Şili'nin kalbi Santiago'ya uçma zamanı

Hem coğrafyası hem de kültürüyle Güney Amerika'nın kendine has ülkesi Şili'yi gezmek için en güzel mevsimdeyiz. Yaz mevsimini yaşayan güney yarım kürede, başkent Santiago'ya yolculuk için harika bir dönem.

Akşam Gazetesi

Dünya haritasını çıkarıp Şili'ye baktığınızda kendine has bir coğrafyaya sahip olduğunu hemen fark edersiniz. Yüzölçümü 756.945 km² olan Şili; her ne kadar Güney Amerika kıtasının kuzey-güney doğrultusunda Antarktika'ya kadar uzanan bir ülke olsa da, ortalama genişliği sadece 180 km'dir. Ülkenin en dar yeri (Antarktika'daki Şili toprakları sayılmazsa) 90 km iken en geniş yerinin uzunluğu 240 km kadardır. Avrupa ile kıyaslanacak olursa Danimarka'dan Sahra Çölü'ne uzanacak kadar bir mesafe kat edilir. Doğu-Batı mesafesi çok az olsa da bu iki uç arasında çok fazla rakım farkı oluşur. Ülke ayrıca kuzeyden güneye çok farklı iklim, bitki örtüsü ve coğrafi şekiller gösterir. Bu yüzden Şili, birçok kaynakta tezatlar ülkesi olarak anılır. Hakikaten de kuzeydeki çölü, Afrika'nın Sahara'sını, güneydeki kanalları Norveç kanallarını, Los Lagos'taki Osorno ve çevresi İsviçre Alplerini, Orta bölgeleri Akdeniz'i hatırlatmasıyla ayrıca Patagonya'daki buzullarıyla bu ismi hak eder.

MEYDANDAKİ YAPILARI GÖRÜN

Şili sadece coğrafyasıyla değil kendine has kültürüyle de tanınmaya değer bir ülke. Bu kültürü en iyi deneyimleyeceğiniz yerse hiç kuşkusuz başkent Santiago. Metropolitan Bölgesi sınırlarında kalan kentin nüfusu 5 milyon kişi olup, tüm Metropolitan Bölgesi'ndeki nüfus 7 milyondur. Kentte görülmeye değer pek çok yapı mevcut. Şehrin merkezindeki Plaza de Armas adlı meydan ve aynı yerdeki katedral, şehrin en eski kilisesi olan San Francisco Kilisesi gibi önemli yapılarındandır. Yine başkanlık sarayı La Moneda da bu binalara eklenebilir.

ŞEHRE TEPEDEN BAKMAK

Diğer görmeye değer bir yer de, şehrin tarihi merkezinde bulunan, bugün park olarak duran Santiago'nun ilk kurulduğu Santa Lucia Tepesi'dir. Yine arkasında Andlar'ın yükseldiği, raylı bir sistemle çıkılan ve içerisinde bir hayvanat bahçesinin bulunduğu San Cristóbal tepesi de ziyaret edilecek yerlerden birisidir. Şehrin geneli dümdüz bir yapıya sahip sadece iki tepe var; bunlardan birisi Santa Lucia Tepesi. Buraya yürüyerek çıkarsanız şehri hakim bir konumdan izleyebilirsiniz. Diğer tepe 22 metrelik Lekesiz Bakire Meryem (Virgen de la Immaculada) heykelinin olduğu Cerra San Cristobal. Burası Santa Lucia'yı da yukarıdan görüyor. Buraya çıkmak için bir finüküler var. Onu kullanabilirsiniz.

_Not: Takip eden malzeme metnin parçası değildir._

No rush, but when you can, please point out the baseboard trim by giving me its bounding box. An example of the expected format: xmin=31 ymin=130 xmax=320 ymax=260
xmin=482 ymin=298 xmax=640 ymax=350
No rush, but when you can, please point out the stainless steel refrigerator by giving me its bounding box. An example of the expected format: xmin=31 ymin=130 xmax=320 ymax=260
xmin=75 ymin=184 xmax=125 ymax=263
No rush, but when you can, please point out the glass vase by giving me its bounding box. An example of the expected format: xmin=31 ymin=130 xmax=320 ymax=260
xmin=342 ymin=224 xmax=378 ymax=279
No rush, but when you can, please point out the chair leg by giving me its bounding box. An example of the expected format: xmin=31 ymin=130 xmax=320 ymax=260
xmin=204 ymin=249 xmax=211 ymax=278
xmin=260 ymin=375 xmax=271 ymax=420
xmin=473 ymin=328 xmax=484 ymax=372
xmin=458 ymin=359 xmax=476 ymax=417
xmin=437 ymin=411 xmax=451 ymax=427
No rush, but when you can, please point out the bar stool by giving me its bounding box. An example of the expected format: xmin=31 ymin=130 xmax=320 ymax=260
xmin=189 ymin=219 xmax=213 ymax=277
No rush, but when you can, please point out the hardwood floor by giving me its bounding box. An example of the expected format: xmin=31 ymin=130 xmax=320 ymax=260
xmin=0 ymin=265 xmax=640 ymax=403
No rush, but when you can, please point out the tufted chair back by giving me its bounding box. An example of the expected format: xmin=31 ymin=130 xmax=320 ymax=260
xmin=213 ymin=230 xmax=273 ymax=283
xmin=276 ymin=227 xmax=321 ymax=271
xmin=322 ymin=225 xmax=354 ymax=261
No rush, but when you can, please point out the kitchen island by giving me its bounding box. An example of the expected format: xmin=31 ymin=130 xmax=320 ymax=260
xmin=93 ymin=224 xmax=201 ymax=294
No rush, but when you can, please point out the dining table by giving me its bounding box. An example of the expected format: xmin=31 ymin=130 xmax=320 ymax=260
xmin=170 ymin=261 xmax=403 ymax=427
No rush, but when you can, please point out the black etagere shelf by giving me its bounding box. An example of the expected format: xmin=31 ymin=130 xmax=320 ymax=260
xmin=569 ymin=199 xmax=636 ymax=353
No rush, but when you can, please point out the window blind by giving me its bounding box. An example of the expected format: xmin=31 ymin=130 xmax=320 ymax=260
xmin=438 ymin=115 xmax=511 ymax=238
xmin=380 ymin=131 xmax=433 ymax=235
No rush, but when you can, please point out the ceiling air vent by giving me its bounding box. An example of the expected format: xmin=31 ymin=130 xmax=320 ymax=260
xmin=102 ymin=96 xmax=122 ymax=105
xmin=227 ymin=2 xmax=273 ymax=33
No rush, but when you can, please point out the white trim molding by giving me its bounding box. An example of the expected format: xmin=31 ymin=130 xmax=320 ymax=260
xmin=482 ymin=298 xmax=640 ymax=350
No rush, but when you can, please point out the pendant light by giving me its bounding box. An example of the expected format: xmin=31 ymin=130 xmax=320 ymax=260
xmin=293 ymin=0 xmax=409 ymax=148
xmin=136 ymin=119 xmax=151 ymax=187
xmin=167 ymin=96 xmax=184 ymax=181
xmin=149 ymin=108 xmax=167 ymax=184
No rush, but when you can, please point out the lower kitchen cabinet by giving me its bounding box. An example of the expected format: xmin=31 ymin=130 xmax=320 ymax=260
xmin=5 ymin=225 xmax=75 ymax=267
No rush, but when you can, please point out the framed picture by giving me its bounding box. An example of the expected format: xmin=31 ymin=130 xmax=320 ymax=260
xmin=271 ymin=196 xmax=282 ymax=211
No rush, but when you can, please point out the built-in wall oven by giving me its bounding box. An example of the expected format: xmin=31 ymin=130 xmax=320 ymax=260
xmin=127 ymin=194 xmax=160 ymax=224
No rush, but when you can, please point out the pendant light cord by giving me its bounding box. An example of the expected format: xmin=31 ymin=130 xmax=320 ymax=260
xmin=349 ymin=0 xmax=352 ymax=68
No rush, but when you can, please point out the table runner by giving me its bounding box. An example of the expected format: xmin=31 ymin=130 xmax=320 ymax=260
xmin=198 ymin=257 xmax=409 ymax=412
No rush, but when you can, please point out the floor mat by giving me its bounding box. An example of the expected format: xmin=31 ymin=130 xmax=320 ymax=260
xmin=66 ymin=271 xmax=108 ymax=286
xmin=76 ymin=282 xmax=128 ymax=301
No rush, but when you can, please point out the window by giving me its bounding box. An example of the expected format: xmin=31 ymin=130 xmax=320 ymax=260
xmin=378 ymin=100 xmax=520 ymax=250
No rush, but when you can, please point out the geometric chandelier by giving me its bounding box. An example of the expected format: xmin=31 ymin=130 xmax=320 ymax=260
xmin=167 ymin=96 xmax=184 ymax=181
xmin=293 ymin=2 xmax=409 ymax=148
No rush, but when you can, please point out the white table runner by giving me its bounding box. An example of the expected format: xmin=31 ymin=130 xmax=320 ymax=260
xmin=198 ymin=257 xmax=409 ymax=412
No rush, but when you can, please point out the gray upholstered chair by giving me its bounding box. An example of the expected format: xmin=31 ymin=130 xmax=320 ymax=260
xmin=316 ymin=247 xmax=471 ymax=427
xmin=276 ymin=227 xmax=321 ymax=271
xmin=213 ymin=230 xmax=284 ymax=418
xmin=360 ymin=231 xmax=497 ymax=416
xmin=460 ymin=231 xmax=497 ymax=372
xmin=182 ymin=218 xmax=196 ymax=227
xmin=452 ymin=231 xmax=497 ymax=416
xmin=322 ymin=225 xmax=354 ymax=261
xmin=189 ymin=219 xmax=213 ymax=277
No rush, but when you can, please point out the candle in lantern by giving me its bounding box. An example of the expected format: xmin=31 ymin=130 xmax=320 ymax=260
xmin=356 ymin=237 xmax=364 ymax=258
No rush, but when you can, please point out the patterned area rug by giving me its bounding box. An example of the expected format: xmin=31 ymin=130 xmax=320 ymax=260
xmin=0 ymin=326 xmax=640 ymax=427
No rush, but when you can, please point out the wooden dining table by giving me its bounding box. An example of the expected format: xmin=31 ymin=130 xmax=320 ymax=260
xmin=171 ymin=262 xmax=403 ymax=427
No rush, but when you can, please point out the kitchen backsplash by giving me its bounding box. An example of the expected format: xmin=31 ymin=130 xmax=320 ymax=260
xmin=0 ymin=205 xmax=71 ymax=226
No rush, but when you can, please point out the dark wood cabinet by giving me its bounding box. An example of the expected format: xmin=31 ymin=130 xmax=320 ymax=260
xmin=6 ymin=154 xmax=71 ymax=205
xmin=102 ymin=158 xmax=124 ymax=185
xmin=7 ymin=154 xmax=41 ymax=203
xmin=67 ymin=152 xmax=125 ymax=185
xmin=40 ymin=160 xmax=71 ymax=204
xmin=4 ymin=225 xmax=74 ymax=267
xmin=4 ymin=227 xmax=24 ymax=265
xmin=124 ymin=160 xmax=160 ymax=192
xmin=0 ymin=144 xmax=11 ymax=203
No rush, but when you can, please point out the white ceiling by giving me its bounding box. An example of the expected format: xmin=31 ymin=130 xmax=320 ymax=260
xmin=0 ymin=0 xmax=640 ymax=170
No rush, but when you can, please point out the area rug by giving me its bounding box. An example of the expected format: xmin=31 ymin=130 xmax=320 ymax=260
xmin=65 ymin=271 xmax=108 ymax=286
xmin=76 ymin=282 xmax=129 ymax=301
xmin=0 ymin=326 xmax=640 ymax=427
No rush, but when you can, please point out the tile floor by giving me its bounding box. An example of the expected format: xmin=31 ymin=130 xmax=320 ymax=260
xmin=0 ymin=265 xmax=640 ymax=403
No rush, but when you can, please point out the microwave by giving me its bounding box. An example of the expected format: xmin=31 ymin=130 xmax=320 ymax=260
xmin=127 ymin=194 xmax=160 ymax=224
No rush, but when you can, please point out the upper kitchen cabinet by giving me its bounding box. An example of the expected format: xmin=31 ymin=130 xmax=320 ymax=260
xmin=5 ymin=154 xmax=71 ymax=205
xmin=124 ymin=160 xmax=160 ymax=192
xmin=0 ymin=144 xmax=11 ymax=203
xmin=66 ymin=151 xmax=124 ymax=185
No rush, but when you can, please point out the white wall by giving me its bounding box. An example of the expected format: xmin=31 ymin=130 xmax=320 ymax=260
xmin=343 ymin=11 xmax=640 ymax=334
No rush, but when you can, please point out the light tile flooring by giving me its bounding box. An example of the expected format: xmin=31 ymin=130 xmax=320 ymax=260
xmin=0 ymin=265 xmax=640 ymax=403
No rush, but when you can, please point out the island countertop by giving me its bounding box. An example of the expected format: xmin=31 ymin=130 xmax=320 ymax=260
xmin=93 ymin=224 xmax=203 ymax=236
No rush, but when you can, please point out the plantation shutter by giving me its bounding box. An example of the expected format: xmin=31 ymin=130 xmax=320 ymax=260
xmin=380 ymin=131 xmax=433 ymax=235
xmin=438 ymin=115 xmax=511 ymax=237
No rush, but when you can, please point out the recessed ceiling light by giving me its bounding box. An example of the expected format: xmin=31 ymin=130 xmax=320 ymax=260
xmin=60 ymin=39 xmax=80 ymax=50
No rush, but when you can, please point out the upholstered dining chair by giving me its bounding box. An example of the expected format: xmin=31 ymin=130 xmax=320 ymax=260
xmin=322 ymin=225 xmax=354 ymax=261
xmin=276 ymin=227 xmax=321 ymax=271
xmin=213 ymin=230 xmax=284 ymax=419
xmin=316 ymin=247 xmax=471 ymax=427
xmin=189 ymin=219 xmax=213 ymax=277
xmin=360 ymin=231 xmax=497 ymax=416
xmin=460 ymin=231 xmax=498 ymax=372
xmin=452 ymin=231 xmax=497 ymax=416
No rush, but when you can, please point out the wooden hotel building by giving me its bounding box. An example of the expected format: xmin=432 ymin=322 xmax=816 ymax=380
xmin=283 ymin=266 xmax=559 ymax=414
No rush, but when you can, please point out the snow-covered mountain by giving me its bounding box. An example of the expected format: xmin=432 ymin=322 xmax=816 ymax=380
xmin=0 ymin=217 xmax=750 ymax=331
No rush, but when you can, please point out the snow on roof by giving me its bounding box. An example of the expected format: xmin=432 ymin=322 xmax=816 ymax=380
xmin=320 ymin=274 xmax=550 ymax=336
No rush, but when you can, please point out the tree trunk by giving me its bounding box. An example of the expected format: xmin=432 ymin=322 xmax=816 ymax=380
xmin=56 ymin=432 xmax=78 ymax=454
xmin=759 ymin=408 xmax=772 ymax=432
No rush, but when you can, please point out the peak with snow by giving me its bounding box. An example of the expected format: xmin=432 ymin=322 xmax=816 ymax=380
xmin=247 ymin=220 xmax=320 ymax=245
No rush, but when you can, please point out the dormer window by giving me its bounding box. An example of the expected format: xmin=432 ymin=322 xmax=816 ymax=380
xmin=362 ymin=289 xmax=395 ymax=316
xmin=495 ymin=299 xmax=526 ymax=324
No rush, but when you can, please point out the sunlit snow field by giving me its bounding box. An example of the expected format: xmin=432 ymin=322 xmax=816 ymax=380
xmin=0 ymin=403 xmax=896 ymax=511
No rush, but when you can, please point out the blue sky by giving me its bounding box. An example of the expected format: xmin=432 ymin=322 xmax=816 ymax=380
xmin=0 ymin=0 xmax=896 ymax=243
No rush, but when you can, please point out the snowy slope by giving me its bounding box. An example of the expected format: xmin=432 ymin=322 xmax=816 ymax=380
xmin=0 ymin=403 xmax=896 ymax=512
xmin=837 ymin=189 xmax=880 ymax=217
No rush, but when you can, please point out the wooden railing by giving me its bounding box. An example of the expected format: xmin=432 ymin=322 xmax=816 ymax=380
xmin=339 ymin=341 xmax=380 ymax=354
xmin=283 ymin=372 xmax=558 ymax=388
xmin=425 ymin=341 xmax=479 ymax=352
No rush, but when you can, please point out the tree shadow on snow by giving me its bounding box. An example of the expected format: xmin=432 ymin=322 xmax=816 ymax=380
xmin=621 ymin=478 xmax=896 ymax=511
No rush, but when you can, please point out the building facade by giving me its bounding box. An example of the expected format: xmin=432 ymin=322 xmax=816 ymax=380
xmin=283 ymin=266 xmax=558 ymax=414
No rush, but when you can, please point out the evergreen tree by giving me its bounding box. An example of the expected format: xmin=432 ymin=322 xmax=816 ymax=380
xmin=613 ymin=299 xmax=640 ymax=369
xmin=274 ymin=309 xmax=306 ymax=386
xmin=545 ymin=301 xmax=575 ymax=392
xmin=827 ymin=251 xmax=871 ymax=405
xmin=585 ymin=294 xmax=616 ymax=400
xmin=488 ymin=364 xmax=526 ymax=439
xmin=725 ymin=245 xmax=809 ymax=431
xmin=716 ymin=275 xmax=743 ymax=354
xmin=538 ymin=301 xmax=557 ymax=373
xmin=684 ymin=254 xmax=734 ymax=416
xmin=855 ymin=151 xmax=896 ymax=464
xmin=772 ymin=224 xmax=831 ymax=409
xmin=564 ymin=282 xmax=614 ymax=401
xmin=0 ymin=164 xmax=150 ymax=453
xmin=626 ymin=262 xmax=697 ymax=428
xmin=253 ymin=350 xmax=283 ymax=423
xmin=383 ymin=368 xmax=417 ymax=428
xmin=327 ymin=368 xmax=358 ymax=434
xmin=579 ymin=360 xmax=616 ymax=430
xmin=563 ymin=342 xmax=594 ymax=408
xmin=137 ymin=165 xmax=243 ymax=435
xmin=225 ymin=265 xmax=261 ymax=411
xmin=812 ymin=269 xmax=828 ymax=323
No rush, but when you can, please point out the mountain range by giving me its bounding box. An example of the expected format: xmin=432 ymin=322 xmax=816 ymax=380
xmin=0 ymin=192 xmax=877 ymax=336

TARİHİ BALIK PAZARINI GEZİN

Plaza de Armana'dan kuzey yönüne doğru Pasao Ahumada'yı takip ederseniz bu yol sizi şehrin önemli yapılarından biri olan Mercado Central'e götürür. Burası şehrin tarihi balık, sebze ve meyve pazarı. İçerisinde restoranlar da var ancak saat 17.00'de kapanıyor. Burayı turunuza mutlaka dahil etmelisiniz.

RENGARENK EVLERİYLE ŞİRİN BİR KASABA

Mapoco Nehri ile Cerra San Cristobal Tepesi'nin arasında yer alan Bellavista ağaçlıklı caddelerin arasında sıralanan parlak renkli evleri ile şirin bir kasaba görünümünde. Şehrin önemli hareket merkezlerinden birisi; Bellavista bölgesi. Buradaki caddelerden Pio Nono daha çok parasız üniversite gençlerinin müşterisi olduğu kafelerle doluyken hemen paralelindeki cadde olan Constutucion ise kaliteli mekan ve kafelerle dolu.